Having lived in both a developed western country and a third world one I think this is simplistic.

As far as quality goes there were (there are fewer now) there are lots of Sri Lankan manufacturers that used to produce high quality (at least in terms of reliability and durability), and some Indian ones that were popular there too.

As far as trust in general what you trust is different. In Britain I have more trust in being able to enforce a written contract through the courts because they are faster and more accessible (e.g. an easy not navigate small claims court, far less time to get to a judgement in most courts) but I would generally be more willing to trust an individual to keep their word in Sri Lanka (with caveats about how and in what circumstances) because reputations matter more.

hulitu•1w ago
> This kind of behavior is much more common in 3rd world countries.

... where Microsoft and Google have their headquarters. /s

dgan•2w ago
"... how they manifest and what can and can't be done about them. 1/31"
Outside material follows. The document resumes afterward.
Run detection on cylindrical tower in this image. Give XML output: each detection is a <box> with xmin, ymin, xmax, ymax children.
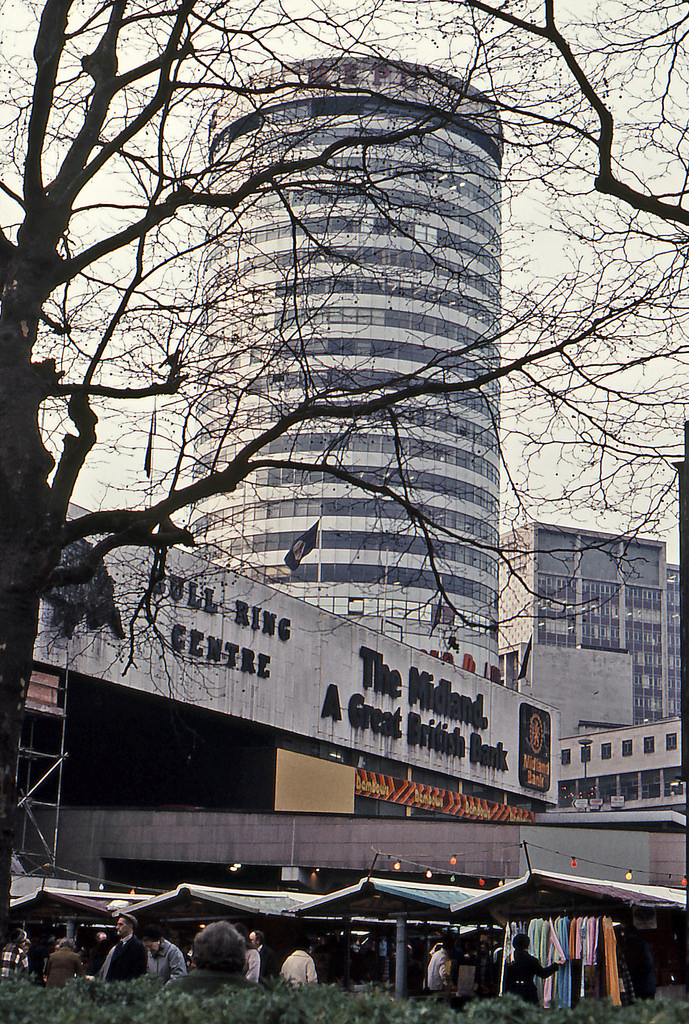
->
<box><xmin>197</xmin><ymin>61</ymin><xmax>502</xmax><ymax>672</ymax></box>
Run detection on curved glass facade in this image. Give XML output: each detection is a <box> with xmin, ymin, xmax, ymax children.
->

1/31. Sure buddy closes the tab

breve•2w ago
It's pushing forward the state of the art. It's how we get to the Mactini and Mactini Nano:

https://www.youtube.com/watch?v=BGGOn-H7s3Q

jmclnx•2w ago
Marketing Dept plus upper management.

A release date is set by them, developers need to cut corners to make that date. These days it is far worse then it was 40 years ago due to marketing.

OptionOfT•2w ago
> If a CPU is already operating near the edge, aging might cut this slack all the way down to zero, causing the core to fail consistently.

This to me is really interesting. I've always assumed (incorrectly) that CPUs themselves don't age. It's the stuff around it (capacitors etc) that eventually cause a failure that might cascade to the CPU, but the CPU itself couldn't degrade.